Guest Bloggers: Jason Hair, Dennis Reuter, and Amy Simon
Building a mission or an instrument is not for the faint of heart. While engineering teams develop plans to avoid major mishaps, sometimes even the best laid plans aren’t enough. A case in point is a series of unfortunate events that happened to the OVIRS instrument in July 2014.
OVIRS is a spectrometer that will be searching for very small changes in the amount of light reflected from the surface of Bennu over a wide range of visible and infrared wavelengths. These changes may tell us a lot about the composition of the asteroid: What minerals are there? Are there organic molecules present? Has anything collided with Bennu? Because these changes in reflected light are small, we have to make sure that light scattering off surfaces inside the instrument isn’t fooling us. Therefore it is necessary to coat the bare aluminum inside the instrument with a very black coating to avoid any unplanned reflections. But making a coating that is very black at visible and infrared wavelengths, and that also won’t peel off or contaminate any part of the spacecraft in the extreme space environment is not an easy task. After evaluating many options, the OVIRS team selected a company, Highland Plating, to coat the inside of the optics box using a special proprietary process.
Accordingly, the OVIRS optics box was shipped to Highland to undergo the coating procedure. After arrival at the facility, the OVIRS team and the group at Highland doing the coating still had to make sure that all aspects of the process were well understood. This involved frequent phone calls between the facilities. On July 13, an OVIRS team member tried to call Highland, but only got a busy signal. He went online to see if perhaps there was a problem with his contact information. As part of the process he saw that a large fire had occurred in Los Angeles. On closer examination, he discovered that the fire had occurred at the Highland Plating company itself. Fortunately no one was hurt, but the facility was mostly destroyed.
Because planetary missions have very specific launch windows in order to reach their targets, the schedule to build an instrument doesn’t have much slack. The OVIRS team now faced several challenges. They had to make a new optics box and they had to find a source that could provide the proper coating, both while finishing the instrument on time.
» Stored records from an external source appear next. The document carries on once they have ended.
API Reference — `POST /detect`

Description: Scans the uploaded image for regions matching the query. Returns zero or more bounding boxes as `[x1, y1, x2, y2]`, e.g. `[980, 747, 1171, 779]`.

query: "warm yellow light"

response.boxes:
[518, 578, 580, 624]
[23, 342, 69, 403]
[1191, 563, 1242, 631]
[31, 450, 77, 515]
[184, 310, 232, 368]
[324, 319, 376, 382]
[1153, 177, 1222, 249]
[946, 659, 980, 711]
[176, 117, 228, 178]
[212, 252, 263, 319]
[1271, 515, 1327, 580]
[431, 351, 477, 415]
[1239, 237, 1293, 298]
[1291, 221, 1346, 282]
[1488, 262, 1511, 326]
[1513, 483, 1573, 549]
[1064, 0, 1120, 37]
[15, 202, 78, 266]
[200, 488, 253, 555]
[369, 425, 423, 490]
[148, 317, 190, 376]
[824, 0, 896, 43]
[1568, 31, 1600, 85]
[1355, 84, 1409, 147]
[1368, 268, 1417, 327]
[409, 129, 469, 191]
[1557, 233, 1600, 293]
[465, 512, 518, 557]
The team quickly rallied and came up with several ingenious solutions. First, they were able to adopt a test box that had been made to practice the machining process to flight use by making only a few minor modifications. At the same time, a new spare box was fabricated, a task requiring several weeks to complete. As it turned out, both optics boxes were completed before a coating vendor could be selected. The key to meeting the OVIRS delivery schedule now became getting the coating done, and getting it done right.
Coating samples from a number of vendors were tested to see if an alternate source could be found. Meanwhile, Highland Plating was working hard to get its facilities back online. The OVIRS team provided on-site support to try to get a usable sample produced. Several team members dedicated weeks of their time to this effort. This dual path allowed the team to send one optics box to Highland while the second box was sent to another vendor. That way, whichever box was coated first would become the new OVIRS flight optics box. In the end, Highland Plating was able to re-build their coating capability in time. Their box was coated first and it is now the OVIRS flight unit.
The OVIRS team was able to recover from this significant issue event in time because of their remarkable dedication to the mission, their skill and flexibility and their great teamwork. Thanks to them, the instrument is in assembly now and on track for a June 2015 delivery. It was in recognition of their efforts that the OVIRS team received the Robert H Goddard Engineering Team Group Award!